Few plays in hockey draw a bigger reaction than a glove save. There’s just something about the big leather mitt snatching a puck out of midair that gets fans and players going.
Jhonas Enroth’s glove has been hot all week. He hasn’t been shy about showing it off.
The Buffalo Sabres’ backup goaltender brazenly waved the leather back and forth after several stellar catches in training camp, demonstrating to the shooters who had the edge.
“It was pretty funny,” Enroth said Wednesday. “Guys were giving me a little [grief] after, but it was a good glove day, for sure.
“I’ve been here for a couple years, and I’m starting to feel a bit more comfortable with stuff like that. Outside the rink, too, I’m more comfortable after being here for a while now. I’m starting to feel more at home.”
While he’s more comfortable in Buffalo, he knows he shouldn’t get too accustomed to being in the crease. Coach Lindy Ruff has already penciled in Ryan Miller for about 38 of the team’s 48 games.
Enroth watched most of last season from the bench, too, especially after Miller got hot. Enroth made just three starts from Jan. 19 to the season finale April 7. He made 22 starts in 26 appearances, going 8-11-4.
This season will be a little different, though. The schedule is compressed, and no one should benefit more in Buffalo than Enroth. Even if Miller starts four of every five games, Enroth will be idle only seven to 10 days rather than the two or three weeks he’d sit in a normal calendar.
“It’s a lot of games in a short period of time, so it’s good for me, I guess,” he said. “I’m excited to start playing games again.”
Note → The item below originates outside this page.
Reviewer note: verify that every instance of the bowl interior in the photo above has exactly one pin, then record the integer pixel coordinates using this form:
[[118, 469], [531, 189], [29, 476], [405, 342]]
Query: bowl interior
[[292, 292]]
Enroth went home to Sweden during the lockout and signed with a team in the country’s second division. He played 12 games, including one that he’d rather forget. He and his Almtuna teammates hopped on the bus early on a Sunday morning, rode for eight hours, suffered a 4-1 loss and came all the way back home.
“It was a bad day for us,” the 24-year-old said.
He had a few with Buffalo. While he improved his goals-against average (2.70) and save percentage (.917) from the previous season, he went 0-8-3 in his last 11 decisions. That won’t cut it this year, especially if he gets only a dozen starts or so.
“We’re going to have to use both guys, and both guys are going to have to win us games,” Ruff said. “We know when we’re starting to play the heavy parts of the schedule your goaltender needs a break. You can ride him, but what a luxury if Jhonas can step in and win games for us.”
Said Miller: “I like where his game’s at. I think he’s done a good job making adjustments. It’s good to have him as a partner. If the two of us get going on the type of games we can play, I think we can hold the fort.”
The Sabres have changed their camp schedule and will take today off. They’ll finish with practices from 10:30 a.m. to 12:30 p.m. Friday and Saturday. The public is welcome to both.
The day off coincides with the last waiver period before final rosters must be submitted. The Sabres have 26 players in camp and must get down to 23 before 3 p.m. Friday. Waivers begin at noon and last 24 hours.
Though they’ve participated fully in practice, it’s possible the Sabres could place forwards Nathan Gerbe (back) and Cody McCormick (finger) on injured reserve. If so, they’d have to waive only one player in an attempt to send him to Rochester. That would be only a temporary fix, however, since the return of both seems imminent.
Nearly everyone on the roster would need to clear waivers in order to be sent to Rochester. Several Amerks, including Kevin Porter and Nick Tarnasky, also must go through the waiver process because they’re on NHL contracts.
“We have guys to make decisions on,” said Miller, whose team is carrying 15 forwards, nine defensemen and two goalies. “With that amount of talent, there are some guys in my mind — maybe I shouldn’t even say it because it could spark somebody’s interest — but waivers becomes an issue for some of our guys, so it’s going to be interesting to see what decisions are being made.
“We have a lot of talent here. Everybody in this room can contribute and play a part. It should be interesting.”
The Sabres could send 18-year-old center Mikhail Grigorenko to the Quebec Major Junior Hockey League, but that seems like a long shot. He’s spent the entire week between veteran wingers Steve Ott and Ville Leino, so the Sabres are probably going to give him a five-game tryout before deciding his future.
“It really is the toughest question to answer,” Ruff said. “I just know if we feel he’s ready to help us win, we’ll use those games. We’ll make that decision at the end of the week. If we feel he’s ready, that he can help us win hockey games, he’ll in all likelihood be there.”